By guiding investors, helping entrepreneurs develop business plans, educating through seminars, and advising enthusiastic people in finding their niche in global development, Cornerstone International brings business acumen to poverty reduction. Their founder and chief consultant, Chad Jordan, has authored the book Shut Up & Give?, which is being released soon. In anticipation of that, PovertyCure is sharing one of his recent blog posts, Opportunity Makes The Difference:

These two images are both from the African continent.  One is a stagnant pool in northern Ghana that serves as a drinking fountain, laundromat, and bathtub.  The other is a serene lake in South Africa that serves as the backdrop for a lush vineyard.  They’re a little different, to say the least.

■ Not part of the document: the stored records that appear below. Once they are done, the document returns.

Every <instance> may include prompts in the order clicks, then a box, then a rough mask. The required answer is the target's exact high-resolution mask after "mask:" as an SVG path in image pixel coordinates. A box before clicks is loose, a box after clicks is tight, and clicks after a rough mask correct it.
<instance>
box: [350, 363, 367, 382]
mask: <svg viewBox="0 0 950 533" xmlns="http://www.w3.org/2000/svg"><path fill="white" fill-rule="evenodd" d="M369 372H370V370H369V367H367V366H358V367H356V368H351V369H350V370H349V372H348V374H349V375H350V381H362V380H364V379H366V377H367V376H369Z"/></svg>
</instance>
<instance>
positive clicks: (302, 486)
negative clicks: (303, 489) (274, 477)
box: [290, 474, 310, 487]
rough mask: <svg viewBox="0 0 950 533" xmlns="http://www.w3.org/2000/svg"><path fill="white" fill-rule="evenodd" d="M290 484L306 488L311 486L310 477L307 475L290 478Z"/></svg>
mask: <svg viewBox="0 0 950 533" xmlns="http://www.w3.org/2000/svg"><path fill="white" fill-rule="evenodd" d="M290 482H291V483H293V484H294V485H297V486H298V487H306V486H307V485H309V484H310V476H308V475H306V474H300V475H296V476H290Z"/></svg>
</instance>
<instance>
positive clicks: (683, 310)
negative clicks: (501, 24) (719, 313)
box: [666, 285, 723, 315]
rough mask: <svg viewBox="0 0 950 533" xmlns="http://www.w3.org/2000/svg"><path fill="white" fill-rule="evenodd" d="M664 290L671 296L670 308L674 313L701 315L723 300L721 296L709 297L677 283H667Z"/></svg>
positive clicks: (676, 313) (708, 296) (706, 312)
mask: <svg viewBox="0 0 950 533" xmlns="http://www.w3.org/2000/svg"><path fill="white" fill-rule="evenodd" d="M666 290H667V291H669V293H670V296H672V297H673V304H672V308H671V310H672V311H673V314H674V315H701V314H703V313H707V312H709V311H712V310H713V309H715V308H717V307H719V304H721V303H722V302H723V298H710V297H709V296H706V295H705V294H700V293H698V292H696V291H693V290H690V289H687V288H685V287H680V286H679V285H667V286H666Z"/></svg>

What’s the most striking difference, though?  Opportunity. 

You see, the people who use this pool in northern Ghana get some government and foreign assistance.  People come in and check up on them occasionally.  People bring them things sometimes…things like food, clothing, etc.  But nobody ever walks with them, stands beside them, shows them how to create a different way of life.

On the other hand, in South Africa, many that could be categorized as “underserved” work at this lush vineyard.  They’re invited to be playmakers in their own success.  They’re taught about business and pulling themselves up by their bootstraps.  Of course the landscape is different from Ghana, and of course employees have to work hard and do manual labor, but they’re also empowered to create a new life for themselves.  They’re treated fairly by someone who walks beside them, shows them the ropes, and is interested in lasting solutions.  They’re respected by someone who wants to help them move from the “underserved” into the “served” category.

The “underserved” in that rural Ghanaian community from the picture wouldn’t know what to do if someone made the effort to walk with them, to focus on lasting solutions as opposed to temporal handouts.  But I can promise you one thing – they’d figure it out.  They’d rise to the occasion.  They’d create new lives for their families.  They’d never look back.